Notice of Pre-AIA or AIA Status
The present application, filed on or after March 16, 2013, is being examined under the first inventor to file provisions of the AIA .
Claim Rejections - 35 USC § 103
The following is a quotation of 35 U.S.C. 103 which forms the basis for all obviousness rejections set forth in this Office action:
A patent for a claimed invention may not be obtained, notwithstanding that the claimed invention is not identically disclosed as set forth in section 102, if the differences between the claimed invention and the prior art are such that the claimed invention as a whole would have been obvious before the effective filing date of the claimed invention to a person having ordinary skill in the art to which the claimed invention pertains. Patentability shall not be negated by the manner in which the invention was made.
Claims 1-3, 5-12, and 14-20 are rejected under 35 U.S.C. 103 as being unpatentable over Sajjadi (US20240169662A1) and Ngo (US20240233097A1).

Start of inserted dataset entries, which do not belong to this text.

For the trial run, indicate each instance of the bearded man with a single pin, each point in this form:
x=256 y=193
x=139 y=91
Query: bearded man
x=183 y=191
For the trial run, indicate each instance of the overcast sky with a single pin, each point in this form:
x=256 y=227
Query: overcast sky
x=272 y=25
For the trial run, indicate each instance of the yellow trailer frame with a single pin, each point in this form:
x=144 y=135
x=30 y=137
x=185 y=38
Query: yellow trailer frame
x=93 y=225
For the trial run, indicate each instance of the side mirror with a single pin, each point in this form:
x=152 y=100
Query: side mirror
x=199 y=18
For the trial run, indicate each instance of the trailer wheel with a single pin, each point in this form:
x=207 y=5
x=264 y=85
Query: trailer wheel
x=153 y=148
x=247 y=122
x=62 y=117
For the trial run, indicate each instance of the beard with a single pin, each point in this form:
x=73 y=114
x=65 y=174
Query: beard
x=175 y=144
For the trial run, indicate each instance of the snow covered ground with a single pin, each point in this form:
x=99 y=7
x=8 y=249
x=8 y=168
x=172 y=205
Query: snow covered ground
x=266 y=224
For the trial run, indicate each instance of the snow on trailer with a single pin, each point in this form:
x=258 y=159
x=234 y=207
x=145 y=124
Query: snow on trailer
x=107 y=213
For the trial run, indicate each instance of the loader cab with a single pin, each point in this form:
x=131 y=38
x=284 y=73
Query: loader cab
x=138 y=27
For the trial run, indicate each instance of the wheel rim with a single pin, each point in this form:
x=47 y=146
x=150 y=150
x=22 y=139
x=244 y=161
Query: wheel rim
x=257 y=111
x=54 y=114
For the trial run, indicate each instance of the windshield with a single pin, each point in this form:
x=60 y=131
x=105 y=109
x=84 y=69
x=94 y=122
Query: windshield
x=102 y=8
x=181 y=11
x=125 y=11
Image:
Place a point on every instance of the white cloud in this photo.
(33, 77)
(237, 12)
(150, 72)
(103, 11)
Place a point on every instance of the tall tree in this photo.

Regarding claim 1, Sajjadi teaches one or more processors comprising: one or more circuits to (Sajjadi; ¶0006, describes one or more processors and non-transitory computer-readable medium (CRM) storing instructions) determine, based at least on an input indicating one or more characteristics of a scene, a plurality of estimated views of the scene corresponding to a texture (¶0047, describes obtaining source images from different views of a scene where, ¶0049, source images can capture lighting conditions, colors, textures, and shapes. This teaches the determination is based at least on source image input describing characteristics of the scene (textures and shapes).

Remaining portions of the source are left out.